Salazar émergea du couloir en ressuyant son couteau sur sa chemise. Il fit :

« L'un de vous a tué le propriétaire du bateau ? « 
Quand ils secouèrent tous la tête, il fit :

« Alors ils l'ont tué aussi. Peu importe qui nous tuons, nous leur épargnons la potence. »


Sinn les rejoignit en sortant de la pluie.

« J'étais tellement en colère que je n'ai pas pu pleinement apprécier. J'ai jeté ce qui restait par-dessus bord — j'espère que cela ne vous gêne pas.

- Non, c'est très pratique, fit Draculea. Laissez-moi réfléchir — un dans la cale, un près de la cale, le tien, Rill, et le tien, Salazar. Il y avait un équipage de cinq personnes, plus le propriétaire. Cela nous laisse encore une personne. »

Il regarda devant lui.

« Je suppose qu'il dirige le navire. Simion, nous sommes à quelle distance de la terre ferme ?

- Je ne sais pas, Domn, mais nous devions arriver à bon port ce matin. »


Il sortit une montre de sa poche et regarda l'heure.

« Nous devrions arriver bientôt en vue des terres — si nous pouvons voir quoi que ce soit.

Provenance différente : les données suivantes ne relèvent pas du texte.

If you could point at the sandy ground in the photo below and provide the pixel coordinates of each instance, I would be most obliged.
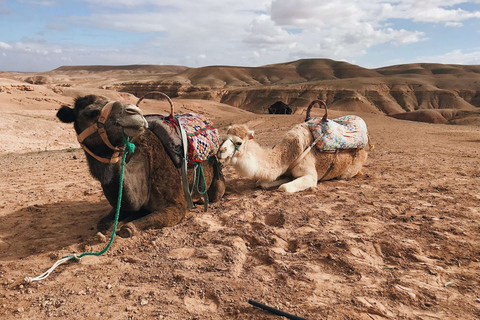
(402, 241)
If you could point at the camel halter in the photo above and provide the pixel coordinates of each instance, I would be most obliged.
(99, 127)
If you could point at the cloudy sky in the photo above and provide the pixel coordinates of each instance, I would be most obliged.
(41, 35)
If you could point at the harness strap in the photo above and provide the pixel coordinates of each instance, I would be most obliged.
(183, 166)
(99, 127)
(305, 152)
(332, 165)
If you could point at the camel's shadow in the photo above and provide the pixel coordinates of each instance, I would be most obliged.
(49, 228)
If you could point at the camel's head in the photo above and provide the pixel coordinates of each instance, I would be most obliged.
(234, 143)
(99, 122)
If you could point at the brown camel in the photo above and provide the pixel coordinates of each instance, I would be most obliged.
(152, 194)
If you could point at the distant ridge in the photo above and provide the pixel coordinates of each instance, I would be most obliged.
(390, 90)
(149, 68)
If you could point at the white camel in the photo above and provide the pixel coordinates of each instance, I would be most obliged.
(294, 157)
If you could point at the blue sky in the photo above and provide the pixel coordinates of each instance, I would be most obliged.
(41, 35)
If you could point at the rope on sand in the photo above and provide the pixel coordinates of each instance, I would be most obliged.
(130, 147)
(275, 311)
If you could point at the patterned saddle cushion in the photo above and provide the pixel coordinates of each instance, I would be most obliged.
(203, 137)
(348, 132)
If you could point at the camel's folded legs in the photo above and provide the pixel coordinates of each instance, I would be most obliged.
(166, 217)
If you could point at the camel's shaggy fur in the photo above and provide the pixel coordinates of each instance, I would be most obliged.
(152, 190)
(268, 165)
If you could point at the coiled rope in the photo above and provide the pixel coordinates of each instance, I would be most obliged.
(129, 147)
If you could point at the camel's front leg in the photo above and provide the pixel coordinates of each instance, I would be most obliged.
(299, 184)
(165, 217)
(105, 225)
(271, 184)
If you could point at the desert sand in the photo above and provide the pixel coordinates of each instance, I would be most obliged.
(401, 241)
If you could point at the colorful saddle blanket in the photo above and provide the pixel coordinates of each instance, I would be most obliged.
(203, 138)
(348, 132)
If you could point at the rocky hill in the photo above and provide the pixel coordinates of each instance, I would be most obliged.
(403, 91)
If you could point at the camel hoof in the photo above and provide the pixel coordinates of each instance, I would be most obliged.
(127, 231)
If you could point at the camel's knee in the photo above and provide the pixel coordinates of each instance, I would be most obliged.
(271, 184)
(299, 184)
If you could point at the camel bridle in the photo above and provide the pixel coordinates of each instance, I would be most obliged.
(99, 127)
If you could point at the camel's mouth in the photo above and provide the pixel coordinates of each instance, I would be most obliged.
(133, 131)
(226, 151)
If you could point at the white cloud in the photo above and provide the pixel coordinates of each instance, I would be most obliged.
(454, 57)
(248, 32)
(4, 45)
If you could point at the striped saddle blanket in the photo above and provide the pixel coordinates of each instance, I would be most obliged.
(202, 137)
(347, 132)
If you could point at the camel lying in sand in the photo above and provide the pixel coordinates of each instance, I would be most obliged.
(152, 188)
(284, 161)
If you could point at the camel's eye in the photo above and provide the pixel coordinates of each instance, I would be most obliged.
(92, 113)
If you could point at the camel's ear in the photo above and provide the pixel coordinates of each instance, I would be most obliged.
(65, 114)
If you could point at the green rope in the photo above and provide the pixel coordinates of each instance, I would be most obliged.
(129, 147)
(201, 175)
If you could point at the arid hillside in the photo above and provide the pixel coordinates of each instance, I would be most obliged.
(403, 91)
(400, 241)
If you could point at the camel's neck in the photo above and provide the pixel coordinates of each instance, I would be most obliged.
(259, 163)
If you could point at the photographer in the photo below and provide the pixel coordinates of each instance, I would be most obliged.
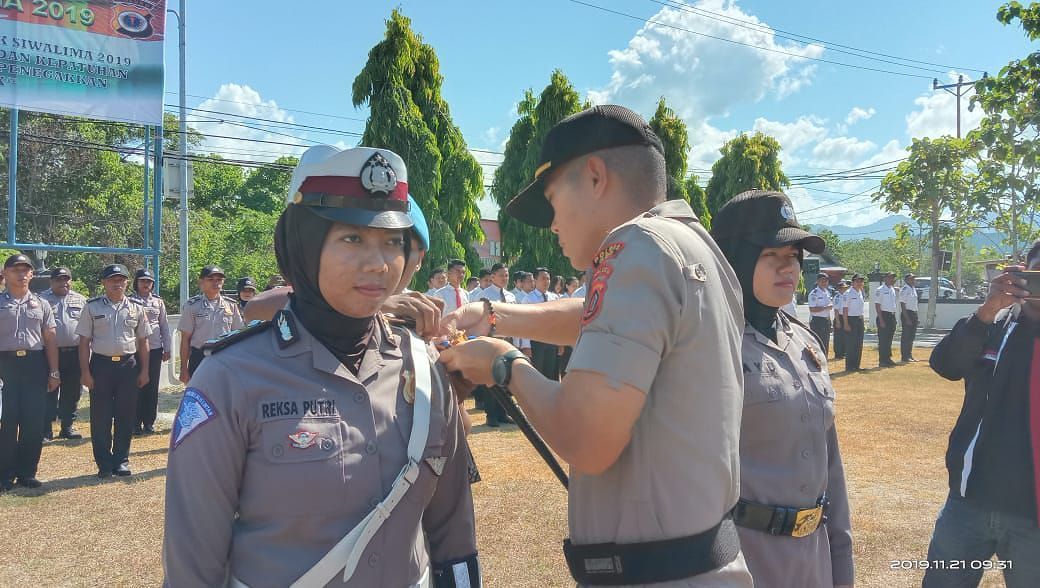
(993, 456)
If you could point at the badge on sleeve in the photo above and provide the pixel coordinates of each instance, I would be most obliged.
(195, 411)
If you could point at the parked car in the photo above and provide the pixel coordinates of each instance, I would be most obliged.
(946, 289)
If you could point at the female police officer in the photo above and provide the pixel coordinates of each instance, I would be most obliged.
(793, 515)
(323, 448)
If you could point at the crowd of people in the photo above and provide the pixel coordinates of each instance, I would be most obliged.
(696, 414)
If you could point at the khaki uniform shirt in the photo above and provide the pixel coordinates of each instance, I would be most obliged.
(113, 327)
(155, 309)
(247, 493)
(789, 457)
(204, 320)
(67, 311)
(23, 322)
(664, 314)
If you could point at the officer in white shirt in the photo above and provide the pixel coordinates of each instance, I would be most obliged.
(853, 314)
(839, 334)
(884, 307)
(908, 308)
(820, 310)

- Que penses-tu de notre pilote ?

- Il était dans le coup, » fit platement Simion.

Salazar acquiesça.

« Il ne nous a peut-être pas attaqués mais il n'a rien fait pour nous prévenir ou pour empêcher ce qu'il savait être un meurtre. Non, il avait prévu de partager le butin.

- Alors il mourra comme les autres, » fit Draculea.

Il tourna le regard vers la passerelle.

« Le tout est de savoir quand. »

D'un commun accord, sans autre mot, ils se dirigèrent tous lentement vers la passerelle.